Remnant #4: Cassiopeia

"Cassiopeia, the Queen, can be seen in the northern hemisphere all year long. Cassiopeia was the wife of Cepheus and mother of Andromeda. She is represented chained to her throne in the heavens as punishment for her boast of being more beautiful than all the Nereids. As the skies rotate, she can sometimes be seen suffering as she hangs upside down."
 

Secrets under skin. Secret miracles hung around my neck. Secret sentences lodged in the base of my throat, unspoken. Lately, I have been sitting with the secrets and the silences. It has become my practice. Life keeps erupting all around me. Solar flares blaze and encircle my brain. A halo. And I don't have my words the way I used to, though I've inked them into my body. What is a writer when she isn't writing? The identity slips and so does the mask. Joan Didion said, "I don't know what I think until I write it down." Neither do I, but my words hold their reverent hush.

And so I pick up the needle and the thread again--back to the stitchcraft my mother showed me when I was a little girl. Needles singing through paper like my words can't. Needles telling women's stories--what they reveal and what they do not. My witches and saints, haunting at night.

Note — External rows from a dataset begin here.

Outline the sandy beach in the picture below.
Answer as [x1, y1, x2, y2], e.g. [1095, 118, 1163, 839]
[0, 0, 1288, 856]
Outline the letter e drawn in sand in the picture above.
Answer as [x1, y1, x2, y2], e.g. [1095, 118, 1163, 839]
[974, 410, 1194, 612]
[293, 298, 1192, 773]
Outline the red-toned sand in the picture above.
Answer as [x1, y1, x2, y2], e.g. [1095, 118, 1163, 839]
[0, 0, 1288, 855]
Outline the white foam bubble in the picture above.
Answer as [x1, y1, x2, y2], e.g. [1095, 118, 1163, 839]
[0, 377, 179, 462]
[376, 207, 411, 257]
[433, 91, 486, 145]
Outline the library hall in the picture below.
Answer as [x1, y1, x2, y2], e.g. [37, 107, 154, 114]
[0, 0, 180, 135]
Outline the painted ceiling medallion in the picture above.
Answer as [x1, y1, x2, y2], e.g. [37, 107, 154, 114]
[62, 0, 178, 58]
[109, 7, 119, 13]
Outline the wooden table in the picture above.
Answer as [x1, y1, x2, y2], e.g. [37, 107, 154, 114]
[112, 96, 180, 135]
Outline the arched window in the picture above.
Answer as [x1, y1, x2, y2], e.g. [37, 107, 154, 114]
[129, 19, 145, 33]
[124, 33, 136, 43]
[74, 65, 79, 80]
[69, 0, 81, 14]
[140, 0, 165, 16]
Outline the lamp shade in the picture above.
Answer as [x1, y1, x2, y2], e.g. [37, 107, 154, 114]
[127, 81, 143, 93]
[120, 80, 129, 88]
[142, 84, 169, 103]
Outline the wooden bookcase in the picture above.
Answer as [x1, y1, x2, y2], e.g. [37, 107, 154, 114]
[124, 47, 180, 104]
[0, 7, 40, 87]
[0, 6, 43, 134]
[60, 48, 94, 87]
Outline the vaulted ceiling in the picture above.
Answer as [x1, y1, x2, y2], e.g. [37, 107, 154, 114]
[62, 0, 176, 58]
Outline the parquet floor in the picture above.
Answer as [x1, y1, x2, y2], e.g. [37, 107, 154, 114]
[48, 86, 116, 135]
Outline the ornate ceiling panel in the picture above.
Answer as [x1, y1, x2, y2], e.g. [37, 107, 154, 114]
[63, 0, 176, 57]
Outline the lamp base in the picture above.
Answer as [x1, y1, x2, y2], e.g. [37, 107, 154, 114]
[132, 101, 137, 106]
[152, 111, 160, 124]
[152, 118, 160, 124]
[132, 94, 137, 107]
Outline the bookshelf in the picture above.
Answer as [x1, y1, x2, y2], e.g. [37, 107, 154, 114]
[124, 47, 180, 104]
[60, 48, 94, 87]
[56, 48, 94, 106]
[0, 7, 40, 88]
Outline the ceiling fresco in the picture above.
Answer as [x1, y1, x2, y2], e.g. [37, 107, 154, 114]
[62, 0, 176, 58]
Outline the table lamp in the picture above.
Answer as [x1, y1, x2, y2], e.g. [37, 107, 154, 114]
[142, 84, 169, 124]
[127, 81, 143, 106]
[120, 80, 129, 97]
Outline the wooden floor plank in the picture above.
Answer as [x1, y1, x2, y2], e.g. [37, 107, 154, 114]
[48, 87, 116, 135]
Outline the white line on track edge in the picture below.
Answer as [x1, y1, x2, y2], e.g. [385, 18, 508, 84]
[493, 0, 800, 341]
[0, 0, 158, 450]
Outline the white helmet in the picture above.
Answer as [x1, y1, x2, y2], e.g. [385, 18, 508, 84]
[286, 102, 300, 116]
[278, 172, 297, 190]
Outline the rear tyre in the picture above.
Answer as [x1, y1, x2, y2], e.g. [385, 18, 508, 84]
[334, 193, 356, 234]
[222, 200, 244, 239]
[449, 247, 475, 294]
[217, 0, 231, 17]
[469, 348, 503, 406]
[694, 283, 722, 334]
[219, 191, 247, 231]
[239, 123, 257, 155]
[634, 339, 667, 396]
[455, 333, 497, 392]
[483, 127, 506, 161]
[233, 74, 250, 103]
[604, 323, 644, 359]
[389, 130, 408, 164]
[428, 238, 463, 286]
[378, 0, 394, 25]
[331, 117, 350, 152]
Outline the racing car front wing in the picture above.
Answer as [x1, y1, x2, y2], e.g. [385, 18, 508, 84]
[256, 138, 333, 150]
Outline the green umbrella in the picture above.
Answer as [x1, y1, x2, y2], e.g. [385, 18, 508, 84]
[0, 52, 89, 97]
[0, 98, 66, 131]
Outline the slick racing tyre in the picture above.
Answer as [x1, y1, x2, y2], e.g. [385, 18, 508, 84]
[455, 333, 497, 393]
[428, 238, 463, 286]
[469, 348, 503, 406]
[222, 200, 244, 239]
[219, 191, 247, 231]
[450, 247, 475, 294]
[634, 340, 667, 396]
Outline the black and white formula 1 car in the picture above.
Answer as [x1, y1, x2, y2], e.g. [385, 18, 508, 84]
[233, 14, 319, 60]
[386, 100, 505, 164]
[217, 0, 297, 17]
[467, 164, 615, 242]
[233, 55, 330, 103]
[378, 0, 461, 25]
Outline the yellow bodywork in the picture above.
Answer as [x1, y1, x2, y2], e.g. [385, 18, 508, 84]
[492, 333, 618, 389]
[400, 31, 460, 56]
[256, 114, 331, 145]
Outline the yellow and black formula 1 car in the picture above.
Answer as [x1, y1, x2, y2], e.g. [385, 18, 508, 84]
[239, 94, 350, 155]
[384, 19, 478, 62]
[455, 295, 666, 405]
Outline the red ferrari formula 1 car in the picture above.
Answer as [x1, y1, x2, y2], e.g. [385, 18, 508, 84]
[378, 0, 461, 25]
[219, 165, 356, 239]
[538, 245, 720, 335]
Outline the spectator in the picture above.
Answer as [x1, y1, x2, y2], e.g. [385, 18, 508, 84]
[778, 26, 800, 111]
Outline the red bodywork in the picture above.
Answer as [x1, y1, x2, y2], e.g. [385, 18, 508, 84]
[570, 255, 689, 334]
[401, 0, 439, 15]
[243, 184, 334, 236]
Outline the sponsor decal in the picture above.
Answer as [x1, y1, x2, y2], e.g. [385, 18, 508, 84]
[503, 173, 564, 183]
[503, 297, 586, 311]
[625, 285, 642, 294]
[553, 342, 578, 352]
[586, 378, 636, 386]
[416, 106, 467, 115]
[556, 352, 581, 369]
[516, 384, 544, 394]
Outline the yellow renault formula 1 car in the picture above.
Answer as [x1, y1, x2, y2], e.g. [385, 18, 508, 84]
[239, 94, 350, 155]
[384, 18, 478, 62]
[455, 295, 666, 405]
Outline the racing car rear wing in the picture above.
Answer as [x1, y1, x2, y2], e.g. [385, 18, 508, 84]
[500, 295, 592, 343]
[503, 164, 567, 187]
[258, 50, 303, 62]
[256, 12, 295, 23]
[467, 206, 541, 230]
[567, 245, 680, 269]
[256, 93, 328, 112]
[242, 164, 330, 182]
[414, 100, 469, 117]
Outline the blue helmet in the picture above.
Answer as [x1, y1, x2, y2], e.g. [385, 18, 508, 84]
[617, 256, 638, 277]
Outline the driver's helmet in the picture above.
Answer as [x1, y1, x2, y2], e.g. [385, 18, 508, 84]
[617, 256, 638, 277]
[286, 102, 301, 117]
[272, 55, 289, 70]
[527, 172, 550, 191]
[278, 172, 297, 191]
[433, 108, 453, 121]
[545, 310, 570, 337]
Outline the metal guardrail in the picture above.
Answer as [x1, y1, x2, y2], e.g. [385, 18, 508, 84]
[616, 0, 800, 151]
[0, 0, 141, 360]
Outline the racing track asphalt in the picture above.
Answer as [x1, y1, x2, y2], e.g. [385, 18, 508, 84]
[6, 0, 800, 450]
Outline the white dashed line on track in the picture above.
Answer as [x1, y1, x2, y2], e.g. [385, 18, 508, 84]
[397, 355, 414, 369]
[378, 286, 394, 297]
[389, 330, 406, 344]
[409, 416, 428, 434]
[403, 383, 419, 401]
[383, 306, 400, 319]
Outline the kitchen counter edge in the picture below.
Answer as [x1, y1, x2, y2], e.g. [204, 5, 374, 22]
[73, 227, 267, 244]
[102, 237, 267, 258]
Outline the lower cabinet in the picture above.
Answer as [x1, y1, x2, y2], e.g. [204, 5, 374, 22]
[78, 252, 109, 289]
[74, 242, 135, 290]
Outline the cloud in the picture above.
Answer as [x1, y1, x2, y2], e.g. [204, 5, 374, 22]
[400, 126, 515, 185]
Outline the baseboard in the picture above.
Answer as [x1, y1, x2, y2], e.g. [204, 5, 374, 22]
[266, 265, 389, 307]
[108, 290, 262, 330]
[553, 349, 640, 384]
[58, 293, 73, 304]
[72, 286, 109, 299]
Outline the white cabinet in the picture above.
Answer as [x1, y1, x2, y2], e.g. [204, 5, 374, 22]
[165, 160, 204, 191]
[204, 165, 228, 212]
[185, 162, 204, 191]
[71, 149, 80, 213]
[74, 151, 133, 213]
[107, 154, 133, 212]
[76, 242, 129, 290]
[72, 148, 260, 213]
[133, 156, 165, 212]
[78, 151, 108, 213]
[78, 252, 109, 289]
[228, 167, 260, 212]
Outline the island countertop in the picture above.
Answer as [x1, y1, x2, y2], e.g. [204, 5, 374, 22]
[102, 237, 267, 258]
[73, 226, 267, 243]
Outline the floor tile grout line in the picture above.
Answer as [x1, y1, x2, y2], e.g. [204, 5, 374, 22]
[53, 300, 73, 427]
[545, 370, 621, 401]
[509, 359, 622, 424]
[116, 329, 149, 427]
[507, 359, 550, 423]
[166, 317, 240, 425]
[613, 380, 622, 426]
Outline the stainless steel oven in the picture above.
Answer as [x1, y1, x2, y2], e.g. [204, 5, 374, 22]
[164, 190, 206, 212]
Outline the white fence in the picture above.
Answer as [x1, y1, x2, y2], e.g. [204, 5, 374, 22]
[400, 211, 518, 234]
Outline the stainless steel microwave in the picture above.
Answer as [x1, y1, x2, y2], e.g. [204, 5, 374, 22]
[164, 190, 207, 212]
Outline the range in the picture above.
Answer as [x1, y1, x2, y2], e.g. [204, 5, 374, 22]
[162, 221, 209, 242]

I think what I mean to tell you is that one form is as good as another.  When one part of life doesn't work, let it sit there--stubborn and beautiful and unyielding--and pick up what does.  What I mean to tell you is that I will trade my words for your strands of patterned lace. I will kiss you back, if you kiss me first. Just don't ask me to tell you a story today. I don't know you. I love you already.  It is cold here, where I live. My heart, dissected in dim light, would glow with a million secret constellations.